• September 20, 2017 |

    I’ll Be Wearing Green Velvet

    some words on reinvention

    article by , illustrated by

    It’s hanging in my closet now, nestled between T-shirts and button-downs, carving a category for itself. My Going Out Shirt. Shirts, if you count the other vaguely shimmery pieces on either side, the ones I wear to class and the library and, most often, while lounging in bed. It’s green, my Going Out Shirt, green velvet, and crushed just a bit to reflect the light while dancing. Or, at least, I’d assume. I’ve only danced in the dressing room while wearing it because as much as I’d like to try , I’m not quite sure how much of a Going Out Person I can be.

    There’s something about late summer (or early autumn) that makes reinvention seem possible. Perhaps it has to do with the start of a new school year. We sharpen our pencils, we reconnect with friends after a summer away, and on some level, we feel different. We are older, sure, though not necessarily stuck in our ways. We are more well traveled, though not necessarily world weary. We have spent the last few weeks whiling away the last sunlit nights and wondering about the days to come, about how we’ll fit into them and how to shape them to fit us. We are, essentially, ourselves, hardly different at the end of this summer than we were the last, and yet, we feel like we could be someone more. More interesting. More fun. More exciting. Or less, depending on what we’ve done with our lives up until now. We experiment with changes both visible (dyed hair, new piercing, a set of shiny shoes) and invisible (cooler temper, kinder heart, a greater sense of responsibility,). We dial up or tone down aspects of ourselves to correspond to lives lived at a different volume.

    Reinvention is a tricky concept because on the surface, it seems so easy. Put on the Going Out Shirt, and you’ll become a Going Out Person. In many ways, it is this easy. I love the way a slick of red lipstick and a good song to walk to makes me feel powerful, even if the hour before, I’d been struggling to leave my room. We feel a little bit like new people when we make these small changes; and if we make enough of them, we start to feel like we can change who we’ve always been. Sometimes, that’s a great thing, and it’s definitely something that we’ve all heard college is for. Becoming someone new is exhilarating, a flying leap into uncharted territory. But there are moments when I wonder: Just how much of that vast expanse—that great unknown—have I been carrying with me all along?
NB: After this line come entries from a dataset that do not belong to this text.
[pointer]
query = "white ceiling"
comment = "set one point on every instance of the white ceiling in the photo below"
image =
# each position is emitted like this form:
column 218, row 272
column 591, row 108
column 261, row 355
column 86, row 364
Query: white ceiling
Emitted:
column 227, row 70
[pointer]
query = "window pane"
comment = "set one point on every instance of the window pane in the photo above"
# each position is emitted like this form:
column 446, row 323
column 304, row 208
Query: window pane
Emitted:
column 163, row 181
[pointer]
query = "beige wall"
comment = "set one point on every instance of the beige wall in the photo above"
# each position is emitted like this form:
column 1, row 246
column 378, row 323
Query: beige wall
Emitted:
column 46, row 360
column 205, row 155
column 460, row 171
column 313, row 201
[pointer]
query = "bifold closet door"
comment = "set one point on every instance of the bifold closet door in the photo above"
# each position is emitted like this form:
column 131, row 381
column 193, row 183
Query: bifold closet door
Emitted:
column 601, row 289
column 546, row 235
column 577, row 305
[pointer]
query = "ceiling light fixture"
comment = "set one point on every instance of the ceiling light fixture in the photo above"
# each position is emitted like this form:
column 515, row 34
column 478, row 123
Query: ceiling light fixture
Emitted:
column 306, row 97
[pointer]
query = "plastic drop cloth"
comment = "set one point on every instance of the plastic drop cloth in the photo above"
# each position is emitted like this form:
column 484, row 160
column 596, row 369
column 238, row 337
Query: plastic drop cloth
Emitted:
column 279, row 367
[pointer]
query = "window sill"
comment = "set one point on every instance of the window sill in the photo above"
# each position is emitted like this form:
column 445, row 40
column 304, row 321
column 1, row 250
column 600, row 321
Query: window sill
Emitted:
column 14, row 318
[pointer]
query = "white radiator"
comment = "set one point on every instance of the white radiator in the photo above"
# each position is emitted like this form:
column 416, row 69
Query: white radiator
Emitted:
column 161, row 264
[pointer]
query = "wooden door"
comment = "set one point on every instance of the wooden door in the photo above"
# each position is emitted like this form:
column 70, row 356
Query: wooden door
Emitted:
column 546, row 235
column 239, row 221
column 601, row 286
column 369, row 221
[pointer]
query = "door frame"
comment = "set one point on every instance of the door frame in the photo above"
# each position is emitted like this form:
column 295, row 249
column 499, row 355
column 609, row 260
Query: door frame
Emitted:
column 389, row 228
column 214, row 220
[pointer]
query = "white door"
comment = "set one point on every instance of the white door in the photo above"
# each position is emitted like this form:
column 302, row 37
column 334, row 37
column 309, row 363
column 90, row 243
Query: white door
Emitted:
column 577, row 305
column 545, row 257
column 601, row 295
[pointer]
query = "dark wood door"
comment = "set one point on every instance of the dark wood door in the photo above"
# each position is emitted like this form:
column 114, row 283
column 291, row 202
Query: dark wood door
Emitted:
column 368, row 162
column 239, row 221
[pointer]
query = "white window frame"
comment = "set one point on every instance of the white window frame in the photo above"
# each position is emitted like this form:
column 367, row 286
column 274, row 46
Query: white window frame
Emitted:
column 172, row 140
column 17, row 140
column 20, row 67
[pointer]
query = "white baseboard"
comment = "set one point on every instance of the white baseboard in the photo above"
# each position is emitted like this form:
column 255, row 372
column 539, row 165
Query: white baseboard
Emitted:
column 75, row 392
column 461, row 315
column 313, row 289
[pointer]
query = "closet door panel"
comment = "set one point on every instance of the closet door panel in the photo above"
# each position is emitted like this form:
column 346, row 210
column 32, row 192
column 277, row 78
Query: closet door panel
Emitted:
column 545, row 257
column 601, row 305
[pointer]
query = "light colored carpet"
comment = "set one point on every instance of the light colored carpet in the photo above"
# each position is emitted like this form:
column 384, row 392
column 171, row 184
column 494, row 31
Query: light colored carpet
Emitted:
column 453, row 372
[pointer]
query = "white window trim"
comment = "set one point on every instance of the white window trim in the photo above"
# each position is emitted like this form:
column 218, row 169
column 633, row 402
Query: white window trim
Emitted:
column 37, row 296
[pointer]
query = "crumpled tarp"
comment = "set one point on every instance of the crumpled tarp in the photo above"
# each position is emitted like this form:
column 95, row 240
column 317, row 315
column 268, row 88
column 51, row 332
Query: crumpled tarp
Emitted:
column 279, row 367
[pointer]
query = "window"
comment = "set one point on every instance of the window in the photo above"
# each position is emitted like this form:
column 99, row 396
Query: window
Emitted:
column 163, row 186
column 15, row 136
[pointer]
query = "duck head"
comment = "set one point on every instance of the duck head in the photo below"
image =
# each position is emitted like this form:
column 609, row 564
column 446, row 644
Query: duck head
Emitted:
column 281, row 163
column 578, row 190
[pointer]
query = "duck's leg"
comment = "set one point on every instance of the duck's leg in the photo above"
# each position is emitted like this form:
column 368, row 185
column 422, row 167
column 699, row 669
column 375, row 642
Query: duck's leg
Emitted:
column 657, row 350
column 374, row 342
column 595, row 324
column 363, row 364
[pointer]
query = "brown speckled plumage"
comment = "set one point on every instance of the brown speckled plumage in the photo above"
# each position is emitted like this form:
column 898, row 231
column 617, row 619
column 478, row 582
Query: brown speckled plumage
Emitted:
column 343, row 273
    In a 2015 interview on BBC Radio 4’s iconic program, Desert Island Discs, the great comedian/writer/actor Stephen Fry grappled with this idea. In between discussions of the music he would take with him to a desert island (mostly classical, a bit of Brahms, and some Wagner, which he described as “transcendent,” in case you were wondering) he came up with the following musing:

    “The nature of oneself is a bit like a signature. As a teenager you practice your signature all the time; you think ‘oh, I’ll do a straight down Y or an F that’s backwards’ or something. And then after a while it becomes your signature. It’s a bit the same with your personality. When you’re a teenager and a young adult you think ‘I’ll try this pose, I’ll try this interest, this style of dress’ and then slowly, it is you.”

    We often view reinvention as something that just happens. You change your signature, you change yourself. To extend the image of “the great unknown,” throwing oneself across a chasm seems less daunting if the other side is clearly visible. If we can embrace change immediately, with every fiber of our being, of course we should be able to leap gracefully across. With the end in sight, the journey, the actual act of transformation, doesn’t matter as much.

    Despite fun bits like backwards Fs, I think the most important word in Fry’s speech is “slowly.” It explains why I and many people I’ve known have trouble with the concept “New Year, New Me.” The year changes, of course; but somehow, we can still feel static, no matter how hard we try. Bursts of frenetic activity during moments of beginning, all-or-nothing attempts to get fit, get smart, get cool, almost inevitably die out. And if they don’t, the drastic transformation can be jarring. To change oneself so quickly is, in essence, to sacrifice one’s signature, as Fry would say. You can change the way you draw your Ys, but at the end, you should still be able to read your name.

    This is not to say reinvention is impossible, or unworthy, or a process reserved for posers. Rather, reinvention is, at its core, a process of rediscovery, of figuring out which parts of ourselves we’d like to highlight at a given moment in time. It’s a constant process and one whose allure I’m not sure we’ll ever truly be able to resist. And maybe that’s good. Maybe we’re all constantly striving to be a different—if not necessarily better—version of ourselves, and when we get there (if we get there), we’ll have shone enough light into enough dark places for us to be able to see a little clearer. If we cultivate our appearances, or behaviors, or the types of music we listen to, maybe, just maybe, we’ll get closer to becoming the people we want to be. The kind of people we might have once admired, whose traits we may have taken note of and tucked away in an ever-growing list of attitudes toward living. The kind of people who, if we were to see them across a crowded room, might be wearing green velvet.